The library is always there to help. That’s especially true during Banned Books Week , which kicks off on Sept. 22.

The yearly event not only celebrates the free access of ideas, but it also highlights the increasing efforts to ban books – especially targeting titles featuring characters or written by authors who are LGBTQ+ and BIPOC . This year’s honorary chair is filmmaker Ava DuVernay and its youth honorary chair is Julia Garnett, a Tennessee student and a leader in the National Coalition Against Censorship’s Student Advocates for Speech program who has fought book bans in her home state . This week, I got on the phone with Cindy Hohl, the president of the American Library Association , to talk about Banned Books Week and more.

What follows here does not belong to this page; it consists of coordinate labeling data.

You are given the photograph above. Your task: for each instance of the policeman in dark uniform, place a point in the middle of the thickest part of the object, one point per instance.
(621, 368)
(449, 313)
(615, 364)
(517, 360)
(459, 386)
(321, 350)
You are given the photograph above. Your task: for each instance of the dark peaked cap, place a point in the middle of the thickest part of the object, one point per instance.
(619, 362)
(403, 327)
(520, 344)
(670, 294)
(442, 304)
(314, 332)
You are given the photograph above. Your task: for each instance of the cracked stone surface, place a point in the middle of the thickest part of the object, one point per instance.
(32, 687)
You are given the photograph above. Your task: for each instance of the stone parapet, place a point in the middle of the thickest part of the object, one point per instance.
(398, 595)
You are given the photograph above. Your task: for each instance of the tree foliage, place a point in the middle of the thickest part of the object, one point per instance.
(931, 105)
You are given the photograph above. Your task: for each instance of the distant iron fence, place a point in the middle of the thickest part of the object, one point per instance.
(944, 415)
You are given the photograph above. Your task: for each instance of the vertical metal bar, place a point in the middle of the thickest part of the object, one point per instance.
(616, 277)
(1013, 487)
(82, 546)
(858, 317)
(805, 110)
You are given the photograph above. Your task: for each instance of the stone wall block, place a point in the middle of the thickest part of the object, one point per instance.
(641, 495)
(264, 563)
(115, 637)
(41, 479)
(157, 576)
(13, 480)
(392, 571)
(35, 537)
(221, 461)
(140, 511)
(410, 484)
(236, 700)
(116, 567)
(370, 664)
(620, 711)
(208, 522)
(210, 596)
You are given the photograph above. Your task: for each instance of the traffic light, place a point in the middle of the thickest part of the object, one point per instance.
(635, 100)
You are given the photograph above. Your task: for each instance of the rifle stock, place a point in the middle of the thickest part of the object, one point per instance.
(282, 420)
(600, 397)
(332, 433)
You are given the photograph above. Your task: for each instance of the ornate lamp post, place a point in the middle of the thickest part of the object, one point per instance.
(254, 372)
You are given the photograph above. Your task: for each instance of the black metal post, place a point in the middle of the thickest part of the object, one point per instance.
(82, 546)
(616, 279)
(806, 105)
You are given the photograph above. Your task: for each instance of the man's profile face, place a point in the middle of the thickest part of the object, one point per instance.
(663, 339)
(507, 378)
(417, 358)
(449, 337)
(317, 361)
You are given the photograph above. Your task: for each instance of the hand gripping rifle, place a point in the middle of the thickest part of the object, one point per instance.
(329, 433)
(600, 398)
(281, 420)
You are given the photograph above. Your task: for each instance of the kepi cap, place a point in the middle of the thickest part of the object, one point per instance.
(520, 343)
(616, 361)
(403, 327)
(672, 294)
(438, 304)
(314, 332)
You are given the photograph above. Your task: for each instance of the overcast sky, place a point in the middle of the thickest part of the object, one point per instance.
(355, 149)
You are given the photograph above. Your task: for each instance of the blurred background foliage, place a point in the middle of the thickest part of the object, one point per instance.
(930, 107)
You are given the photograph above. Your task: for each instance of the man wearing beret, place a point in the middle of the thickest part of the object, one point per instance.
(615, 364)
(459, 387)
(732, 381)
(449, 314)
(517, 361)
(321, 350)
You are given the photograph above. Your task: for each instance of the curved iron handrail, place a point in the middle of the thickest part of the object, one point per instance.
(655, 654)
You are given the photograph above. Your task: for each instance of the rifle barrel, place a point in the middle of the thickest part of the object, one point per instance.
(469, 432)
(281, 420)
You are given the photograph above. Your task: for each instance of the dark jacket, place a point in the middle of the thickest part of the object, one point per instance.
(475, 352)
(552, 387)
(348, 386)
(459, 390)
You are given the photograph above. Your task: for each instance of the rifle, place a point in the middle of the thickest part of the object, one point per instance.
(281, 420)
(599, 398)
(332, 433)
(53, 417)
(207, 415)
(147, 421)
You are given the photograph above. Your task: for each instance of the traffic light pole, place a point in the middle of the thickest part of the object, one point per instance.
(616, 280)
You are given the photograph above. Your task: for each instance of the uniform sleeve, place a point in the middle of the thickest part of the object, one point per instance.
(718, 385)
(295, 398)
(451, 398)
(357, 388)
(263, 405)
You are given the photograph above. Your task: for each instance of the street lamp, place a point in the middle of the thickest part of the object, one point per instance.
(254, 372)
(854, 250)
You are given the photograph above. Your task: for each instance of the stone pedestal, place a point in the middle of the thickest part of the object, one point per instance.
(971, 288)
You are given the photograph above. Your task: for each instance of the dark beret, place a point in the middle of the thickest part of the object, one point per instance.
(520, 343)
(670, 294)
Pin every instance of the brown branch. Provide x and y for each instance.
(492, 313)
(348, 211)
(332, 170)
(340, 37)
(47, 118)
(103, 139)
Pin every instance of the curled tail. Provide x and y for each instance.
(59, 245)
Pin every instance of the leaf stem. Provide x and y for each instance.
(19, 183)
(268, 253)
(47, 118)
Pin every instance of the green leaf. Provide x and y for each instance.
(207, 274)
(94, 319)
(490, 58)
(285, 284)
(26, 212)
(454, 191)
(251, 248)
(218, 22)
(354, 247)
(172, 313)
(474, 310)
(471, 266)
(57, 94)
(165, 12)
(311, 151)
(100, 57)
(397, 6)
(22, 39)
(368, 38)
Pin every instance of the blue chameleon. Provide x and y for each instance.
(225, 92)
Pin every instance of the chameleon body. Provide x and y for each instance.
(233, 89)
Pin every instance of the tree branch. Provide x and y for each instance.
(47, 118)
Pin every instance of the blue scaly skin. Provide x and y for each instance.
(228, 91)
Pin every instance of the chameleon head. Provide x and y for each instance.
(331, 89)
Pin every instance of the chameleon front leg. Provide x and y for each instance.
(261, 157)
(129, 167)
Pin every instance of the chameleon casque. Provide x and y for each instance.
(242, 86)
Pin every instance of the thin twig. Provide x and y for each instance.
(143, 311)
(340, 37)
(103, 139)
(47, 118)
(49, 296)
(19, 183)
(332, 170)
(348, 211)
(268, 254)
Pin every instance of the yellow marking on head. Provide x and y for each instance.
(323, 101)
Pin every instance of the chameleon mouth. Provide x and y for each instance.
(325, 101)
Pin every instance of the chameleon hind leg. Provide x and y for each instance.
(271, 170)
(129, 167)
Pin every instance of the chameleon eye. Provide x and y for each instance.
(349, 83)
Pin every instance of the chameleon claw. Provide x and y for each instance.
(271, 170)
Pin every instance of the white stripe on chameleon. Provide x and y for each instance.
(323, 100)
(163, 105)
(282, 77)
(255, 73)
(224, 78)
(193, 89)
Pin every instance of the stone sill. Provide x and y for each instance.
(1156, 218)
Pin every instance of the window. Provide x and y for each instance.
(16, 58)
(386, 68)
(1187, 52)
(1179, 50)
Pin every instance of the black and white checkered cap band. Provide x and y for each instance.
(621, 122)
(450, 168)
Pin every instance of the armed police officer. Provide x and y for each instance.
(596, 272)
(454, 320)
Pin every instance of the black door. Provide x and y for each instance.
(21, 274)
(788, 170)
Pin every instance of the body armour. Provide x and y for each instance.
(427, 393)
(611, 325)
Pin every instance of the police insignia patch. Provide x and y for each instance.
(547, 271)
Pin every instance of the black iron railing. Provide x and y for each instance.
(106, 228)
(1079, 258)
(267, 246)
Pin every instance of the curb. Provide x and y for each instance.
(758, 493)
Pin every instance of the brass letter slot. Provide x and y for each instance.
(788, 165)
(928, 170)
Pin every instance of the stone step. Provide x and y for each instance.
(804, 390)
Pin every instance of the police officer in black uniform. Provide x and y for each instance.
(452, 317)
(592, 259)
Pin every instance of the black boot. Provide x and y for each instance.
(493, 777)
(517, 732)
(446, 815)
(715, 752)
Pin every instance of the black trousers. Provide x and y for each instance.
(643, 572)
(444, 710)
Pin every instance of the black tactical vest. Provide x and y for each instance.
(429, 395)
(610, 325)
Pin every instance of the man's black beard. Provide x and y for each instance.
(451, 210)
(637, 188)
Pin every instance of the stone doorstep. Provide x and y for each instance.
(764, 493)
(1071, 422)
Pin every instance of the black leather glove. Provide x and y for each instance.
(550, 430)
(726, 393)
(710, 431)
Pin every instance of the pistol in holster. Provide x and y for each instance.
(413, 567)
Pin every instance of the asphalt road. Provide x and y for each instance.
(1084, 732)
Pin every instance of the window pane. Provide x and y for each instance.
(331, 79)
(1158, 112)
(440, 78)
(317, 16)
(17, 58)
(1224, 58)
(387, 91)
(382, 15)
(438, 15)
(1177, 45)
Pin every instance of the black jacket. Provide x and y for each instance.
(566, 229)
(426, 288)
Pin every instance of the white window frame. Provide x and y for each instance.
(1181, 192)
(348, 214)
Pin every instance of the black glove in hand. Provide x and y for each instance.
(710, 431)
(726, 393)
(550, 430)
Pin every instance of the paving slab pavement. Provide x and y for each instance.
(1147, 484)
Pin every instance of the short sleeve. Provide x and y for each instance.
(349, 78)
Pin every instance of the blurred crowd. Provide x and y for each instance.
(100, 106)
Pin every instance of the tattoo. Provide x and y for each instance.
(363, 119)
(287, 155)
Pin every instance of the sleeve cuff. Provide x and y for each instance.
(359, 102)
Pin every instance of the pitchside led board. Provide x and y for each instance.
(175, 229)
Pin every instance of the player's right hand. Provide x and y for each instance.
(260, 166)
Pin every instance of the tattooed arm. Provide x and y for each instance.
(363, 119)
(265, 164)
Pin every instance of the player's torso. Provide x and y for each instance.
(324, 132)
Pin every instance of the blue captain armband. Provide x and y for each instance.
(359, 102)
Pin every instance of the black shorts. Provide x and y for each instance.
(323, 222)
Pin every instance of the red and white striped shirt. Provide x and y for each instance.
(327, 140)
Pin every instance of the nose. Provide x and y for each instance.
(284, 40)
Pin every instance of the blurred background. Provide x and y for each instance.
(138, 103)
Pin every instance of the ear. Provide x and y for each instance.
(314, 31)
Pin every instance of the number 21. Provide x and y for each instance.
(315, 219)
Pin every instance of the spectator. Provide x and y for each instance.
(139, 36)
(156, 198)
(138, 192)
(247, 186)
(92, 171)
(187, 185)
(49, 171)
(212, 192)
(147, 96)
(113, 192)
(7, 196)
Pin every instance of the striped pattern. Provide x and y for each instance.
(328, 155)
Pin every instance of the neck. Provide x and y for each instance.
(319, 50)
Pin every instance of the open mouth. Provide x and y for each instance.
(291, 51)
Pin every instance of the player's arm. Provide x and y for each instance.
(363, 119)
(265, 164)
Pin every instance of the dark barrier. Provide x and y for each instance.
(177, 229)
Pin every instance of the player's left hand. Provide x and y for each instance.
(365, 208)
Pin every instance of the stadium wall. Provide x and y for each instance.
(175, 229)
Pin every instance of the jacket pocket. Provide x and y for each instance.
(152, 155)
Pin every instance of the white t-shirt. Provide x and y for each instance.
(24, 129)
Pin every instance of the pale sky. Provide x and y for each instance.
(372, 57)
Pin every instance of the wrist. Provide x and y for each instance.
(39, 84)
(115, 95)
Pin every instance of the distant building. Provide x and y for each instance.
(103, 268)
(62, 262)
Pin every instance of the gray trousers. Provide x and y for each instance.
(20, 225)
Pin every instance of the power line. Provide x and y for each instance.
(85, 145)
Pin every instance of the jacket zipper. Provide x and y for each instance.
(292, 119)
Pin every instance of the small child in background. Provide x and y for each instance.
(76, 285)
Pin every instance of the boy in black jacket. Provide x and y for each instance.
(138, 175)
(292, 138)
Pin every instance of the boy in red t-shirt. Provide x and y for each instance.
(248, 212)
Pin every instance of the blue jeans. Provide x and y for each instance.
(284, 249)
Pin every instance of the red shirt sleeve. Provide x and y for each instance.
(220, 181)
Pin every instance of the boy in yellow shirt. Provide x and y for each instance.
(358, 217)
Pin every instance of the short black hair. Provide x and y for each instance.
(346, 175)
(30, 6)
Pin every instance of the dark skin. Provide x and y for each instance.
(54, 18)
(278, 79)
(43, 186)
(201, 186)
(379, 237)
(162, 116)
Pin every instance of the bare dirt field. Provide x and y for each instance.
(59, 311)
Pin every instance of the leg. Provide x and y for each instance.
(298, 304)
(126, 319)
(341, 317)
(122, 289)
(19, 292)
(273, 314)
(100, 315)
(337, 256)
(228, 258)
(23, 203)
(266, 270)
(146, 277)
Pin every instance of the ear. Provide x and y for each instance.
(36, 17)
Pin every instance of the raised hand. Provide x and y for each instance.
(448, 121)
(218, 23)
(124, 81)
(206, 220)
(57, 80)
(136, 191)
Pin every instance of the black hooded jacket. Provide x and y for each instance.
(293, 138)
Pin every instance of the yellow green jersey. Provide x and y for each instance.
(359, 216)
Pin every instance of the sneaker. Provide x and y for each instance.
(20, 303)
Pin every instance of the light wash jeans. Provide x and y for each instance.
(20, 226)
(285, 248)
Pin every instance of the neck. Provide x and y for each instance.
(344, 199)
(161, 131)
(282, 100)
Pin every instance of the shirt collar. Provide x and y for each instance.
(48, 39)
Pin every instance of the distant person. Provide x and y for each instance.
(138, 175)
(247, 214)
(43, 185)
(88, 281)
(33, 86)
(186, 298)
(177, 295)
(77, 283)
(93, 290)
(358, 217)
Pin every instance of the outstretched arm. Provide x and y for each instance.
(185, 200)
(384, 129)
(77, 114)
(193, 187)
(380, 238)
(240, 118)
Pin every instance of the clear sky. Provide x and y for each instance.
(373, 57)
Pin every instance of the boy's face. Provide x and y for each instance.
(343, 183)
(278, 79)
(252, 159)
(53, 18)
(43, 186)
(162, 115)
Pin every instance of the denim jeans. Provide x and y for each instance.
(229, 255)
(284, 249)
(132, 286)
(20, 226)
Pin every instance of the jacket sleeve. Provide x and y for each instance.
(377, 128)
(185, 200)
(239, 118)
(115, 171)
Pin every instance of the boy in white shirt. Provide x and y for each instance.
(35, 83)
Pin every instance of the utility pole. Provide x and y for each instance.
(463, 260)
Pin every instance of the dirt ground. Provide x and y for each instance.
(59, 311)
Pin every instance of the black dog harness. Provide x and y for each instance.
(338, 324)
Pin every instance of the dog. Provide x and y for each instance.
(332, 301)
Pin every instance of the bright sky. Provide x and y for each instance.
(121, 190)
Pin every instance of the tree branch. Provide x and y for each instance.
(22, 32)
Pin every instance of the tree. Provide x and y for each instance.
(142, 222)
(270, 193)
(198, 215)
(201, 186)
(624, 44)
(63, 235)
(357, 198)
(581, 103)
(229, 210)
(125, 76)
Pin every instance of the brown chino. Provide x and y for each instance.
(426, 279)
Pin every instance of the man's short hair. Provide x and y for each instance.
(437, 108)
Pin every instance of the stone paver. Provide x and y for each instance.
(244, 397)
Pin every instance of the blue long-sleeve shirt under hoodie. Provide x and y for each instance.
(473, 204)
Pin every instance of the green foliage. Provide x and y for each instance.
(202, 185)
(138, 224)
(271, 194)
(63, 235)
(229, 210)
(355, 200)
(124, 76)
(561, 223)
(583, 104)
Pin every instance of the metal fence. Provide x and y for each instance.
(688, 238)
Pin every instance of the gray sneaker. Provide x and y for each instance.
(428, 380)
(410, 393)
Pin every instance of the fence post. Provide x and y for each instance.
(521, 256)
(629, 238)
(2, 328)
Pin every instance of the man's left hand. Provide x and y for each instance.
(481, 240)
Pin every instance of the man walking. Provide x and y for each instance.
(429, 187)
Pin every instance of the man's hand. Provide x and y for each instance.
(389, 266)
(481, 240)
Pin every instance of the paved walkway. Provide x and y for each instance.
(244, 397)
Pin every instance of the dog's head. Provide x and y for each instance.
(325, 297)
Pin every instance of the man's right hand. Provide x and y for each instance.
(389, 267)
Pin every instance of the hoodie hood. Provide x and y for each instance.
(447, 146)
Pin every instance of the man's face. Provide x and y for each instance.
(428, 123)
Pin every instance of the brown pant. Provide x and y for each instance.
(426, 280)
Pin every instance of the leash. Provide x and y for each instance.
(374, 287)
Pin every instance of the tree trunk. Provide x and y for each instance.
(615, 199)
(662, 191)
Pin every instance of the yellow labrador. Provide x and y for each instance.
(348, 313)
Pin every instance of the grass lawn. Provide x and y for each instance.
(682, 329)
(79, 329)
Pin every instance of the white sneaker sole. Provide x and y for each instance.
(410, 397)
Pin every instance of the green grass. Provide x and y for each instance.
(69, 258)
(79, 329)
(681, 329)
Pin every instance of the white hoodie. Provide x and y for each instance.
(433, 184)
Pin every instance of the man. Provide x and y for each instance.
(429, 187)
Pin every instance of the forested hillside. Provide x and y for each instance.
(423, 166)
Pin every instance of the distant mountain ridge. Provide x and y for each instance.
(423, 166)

“Banned Books Week has been going on for more than 40 years now, and it’s an opportunity for us to bring awareness to the attempts to remove books and materials from libraries, schools and bookstores,” says Hohl. “Even bookstores are being told what they can stock and what should be available to consumers. So this year’s theme for Banned Books Week is ‘Freed Between the Lines,’ and it’s an observance of the freedom we find in the pages of books.

And as librarians, we are here to defend that freedom from censorship.” Librarians’ jobs are more complex and challenging than most of us realize, so I asked Hohl how librarians are dealing the surge in book banning. “Our goal is to always put books into the hands of readers,”.